Zika warning as scientists discover simple mutation that could trigger new outbreak



A single mutation in an already rapidly evolving Zika virus could trigger another major outbreak of the disease by evading existing immunity, scientists have warned.

The Zikavirus, which is carried by mosquitoes, is usually mild in adults, however it can infect a developing foetus resulting in birth defects such as microcephaly, leaving babies with reduced head size and symptoms including stunted development, seizures and delayed speech skills.

In severe cases it can cause fatal brain damage in babies and miscarriage or stillbirth in pregnant women, and its spread in the Americas in 2015 and 2016 caused global alarm.

Now, researchers at the La Jolla Institute for Immunology (LJI) in California have found that the virus can easily mutate to become more infective with a single amino acid change.

In a virus that is already showing signs of fast-paced evolution, scientists fear this would allow infections to spread more widely, according to their paper published in Cell Reports.

They found that the dangerous mutation (called NS2B I39V/I39T) boosts the virus’s ability to replicate in mice, mosquitoes and human cells.

Zika shares many of the same biological properties as the dengue virus, and prior dengue exposure can offer protection to Zika. However the researchers said both viruses are quick to mutate, and an evolving virus means lasting protection cannot be guaranteed.

“Dengue and Zika are RNA viruses, which means they can change their genome,” said Professor Sujan Shresta, who co-led the study with a team from the University of Texas Medical Branch.

Rosana Vieira Alves, feeds her two-year-old daughter Luana Vieira, who was born with microcephaly, at their house in Olinda, Brazil

(Reuters)

“When there are so many mosquitoes and so many human hosts, these viruses are constantly moving back and forth and evolving.
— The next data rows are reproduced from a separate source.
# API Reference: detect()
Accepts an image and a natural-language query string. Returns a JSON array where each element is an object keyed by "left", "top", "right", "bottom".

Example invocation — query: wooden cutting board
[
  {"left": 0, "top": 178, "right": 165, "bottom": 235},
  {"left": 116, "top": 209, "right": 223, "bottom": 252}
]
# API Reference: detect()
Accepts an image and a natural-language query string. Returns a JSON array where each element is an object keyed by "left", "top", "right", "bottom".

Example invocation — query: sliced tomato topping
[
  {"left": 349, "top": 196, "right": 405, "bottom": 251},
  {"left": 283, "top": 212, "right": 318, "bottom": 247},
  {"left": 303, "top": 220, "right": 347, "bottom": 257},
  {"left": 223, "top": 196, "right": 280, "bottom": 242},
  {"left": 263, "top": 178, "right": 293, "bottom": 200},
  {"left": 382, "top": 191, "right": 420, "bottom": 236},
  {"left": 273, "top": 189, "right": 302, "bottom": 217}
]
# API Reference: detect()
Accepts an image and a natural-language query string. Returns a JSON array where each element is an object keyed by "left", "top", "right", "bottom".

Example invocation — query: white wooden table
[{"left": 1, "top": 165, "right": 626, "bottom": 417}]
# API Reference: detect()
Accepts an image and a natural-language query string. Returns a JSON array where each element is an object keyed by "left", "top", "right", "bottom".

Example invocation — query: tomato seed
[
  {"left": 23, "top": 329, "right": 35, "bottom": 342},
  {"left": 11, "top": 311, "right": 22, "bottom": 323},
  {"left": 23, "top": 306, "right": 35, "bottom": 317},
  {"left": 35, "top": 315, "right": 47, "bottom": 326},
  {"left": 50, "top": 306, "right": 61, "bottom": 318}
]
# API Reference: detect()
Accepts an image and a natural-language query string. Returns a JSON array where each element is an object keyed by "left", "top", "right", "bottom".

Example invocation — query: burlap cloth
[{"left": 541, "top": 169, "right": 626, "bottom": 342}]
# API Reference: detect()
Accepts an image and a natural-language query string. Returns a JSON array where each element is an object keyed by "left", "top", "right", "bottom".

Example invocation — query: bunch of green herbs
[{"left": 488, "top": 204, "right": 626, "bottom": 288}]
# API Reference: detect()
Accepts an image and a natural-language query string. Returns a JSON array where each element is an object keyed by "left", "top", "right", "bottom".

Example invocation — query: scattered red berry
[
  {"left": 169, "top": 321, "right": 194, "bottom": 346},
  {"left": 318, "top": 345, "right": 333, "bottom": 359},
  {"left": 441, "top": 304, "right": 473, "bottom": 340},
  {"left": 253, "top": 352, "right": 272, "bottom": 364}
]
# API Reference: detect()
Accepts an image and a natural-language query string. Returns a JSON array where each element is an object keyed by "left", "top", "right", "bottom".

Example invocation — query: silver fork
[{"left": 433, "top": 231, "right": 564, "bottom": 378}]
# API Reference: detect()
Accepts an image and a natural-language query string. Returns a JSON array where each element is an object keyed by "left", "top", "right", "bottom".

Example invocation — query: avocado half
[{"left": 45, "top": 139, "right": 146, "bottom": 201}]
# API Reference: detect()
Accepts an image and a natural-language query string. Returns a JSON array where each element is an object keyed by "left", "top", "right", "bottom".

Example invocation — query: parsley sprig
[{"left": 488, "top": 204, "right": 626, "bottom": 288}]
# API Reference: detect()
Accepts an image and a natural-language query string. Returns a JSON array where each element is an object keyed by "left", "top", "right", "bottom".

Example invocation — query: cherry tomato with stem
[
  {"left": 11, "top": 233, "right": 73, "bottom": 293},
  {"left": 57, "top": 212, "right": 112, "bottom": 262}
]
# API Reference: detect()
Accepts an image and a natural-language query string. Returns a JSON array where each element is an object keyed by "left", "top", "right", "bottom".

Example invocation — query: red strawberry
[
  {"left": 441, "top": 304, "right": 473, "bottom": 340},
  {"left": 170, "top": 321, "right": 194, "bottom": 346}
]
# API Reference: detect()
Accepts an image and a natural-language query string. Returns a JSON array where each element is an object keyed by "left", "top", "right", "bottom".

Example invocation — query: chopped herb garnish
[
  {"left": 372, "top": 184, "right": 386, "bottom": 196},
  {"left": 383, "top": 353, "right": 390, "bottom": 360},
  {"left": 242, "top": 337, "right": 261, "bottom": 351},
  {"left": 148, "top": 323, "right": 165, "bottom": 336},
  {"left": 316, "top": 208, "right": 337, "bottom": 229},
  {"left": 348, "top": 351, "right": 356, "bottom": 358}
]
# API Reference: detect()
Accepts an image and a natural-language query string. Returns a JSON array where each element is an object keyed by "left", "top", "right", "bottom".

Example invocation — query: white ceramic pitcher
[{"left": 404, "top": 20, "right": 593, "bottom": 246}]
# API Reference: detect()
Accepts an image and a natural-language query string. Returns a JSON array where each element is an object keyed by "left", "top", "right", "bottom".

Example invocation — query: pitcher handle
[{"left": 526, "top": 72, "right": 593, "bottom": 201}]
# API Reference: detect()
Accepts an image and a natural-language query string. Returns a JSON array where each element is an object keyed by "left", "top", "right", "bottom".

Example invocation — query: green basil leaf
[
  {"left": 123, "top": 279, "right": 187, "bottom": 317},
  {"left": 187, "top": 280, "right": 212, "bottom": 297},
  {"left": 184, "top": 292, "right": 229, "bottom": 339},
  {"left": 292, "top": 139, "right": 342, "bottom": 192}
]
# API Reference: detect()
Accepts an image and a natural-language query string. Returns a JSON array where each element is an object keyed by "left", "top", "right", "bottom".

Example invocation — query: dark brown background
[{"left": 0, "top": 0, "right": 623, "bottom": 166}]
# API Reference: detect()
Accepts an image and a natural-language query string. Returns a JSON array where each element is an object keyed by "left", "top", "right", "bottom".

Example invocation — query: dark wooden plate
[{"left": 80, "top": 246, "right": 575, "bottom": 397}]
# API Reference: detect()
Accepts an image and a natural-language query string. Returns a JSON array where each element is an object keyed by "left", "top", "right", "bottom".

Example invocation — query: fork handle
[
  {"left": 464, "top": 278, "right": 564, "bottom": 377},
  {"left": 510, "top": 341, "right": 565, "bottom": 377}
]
“The Zika variant that we identified had evolved to the point where the cross-protective immunity afforded by prior dengue infection was no longer effective in mice.

“Unfortunately for us, if this variant becomes prevalent, we may have the same issues in real life.”

Jose Angel Regla-Nava, a former researcher at LJI and current associate professor at the University of Guadalajara, Mexico, said: “This single mutation is sufficient to enhance Zika virus virulence.

“A high replication rate in either a mosquito or human host could increase viral transmission or pathogenicity, and cause a new outbreak.”

Health ministry employees fumigate against the Aedes aegypti mosquito to prevent the spread of the Zika virus in El Salvador in 2016

(Getty)

Researchers were able to study how the virus naturally evolves by analysing infection cycles that repeatedly switched between mosquito cells and mice, enabling them to consider ways to tailor vaccines and treatments to counter the new threat.

Zika was first identified in monkeys in Uganda in 1947, and the latest oubreak in Brazil and other countries in the Americas in 2015 and 2016 caused a surge in miscarriages and other birth defects.

This prompted the World Health Organisation to declare it a public health emergency of international concern, though Brazil announced the outbreak was over in 2017.

In rare cases, the virus can cause Guillain-Barré syndrome in adults, a serious condition that affects the nerves, causing problems such as numbness, weakness and pain.

The Aedes aegypti mosquito, which spreads Zika

(Getty/iStock)

Zika is spread by the Aedes aegypti mosquito, resulting in quick transmission between people, especially in high-density populations. It can also be transferred during sexual contact.

In January, researchers in the US said a Zika vaccine they were working on had been shown to be effective at preventing the virus passing from mother to foetus in early studies.

In-Jeong Kim, a viral immunologist at Trudeau Institute in New York, where the vaccine was developed, said: “The vaccine has been shown to be safe for non-pregnant humans, but of course we need to know if it is safe and effective for the people at greatest risk: pregnant women and their foetuses.”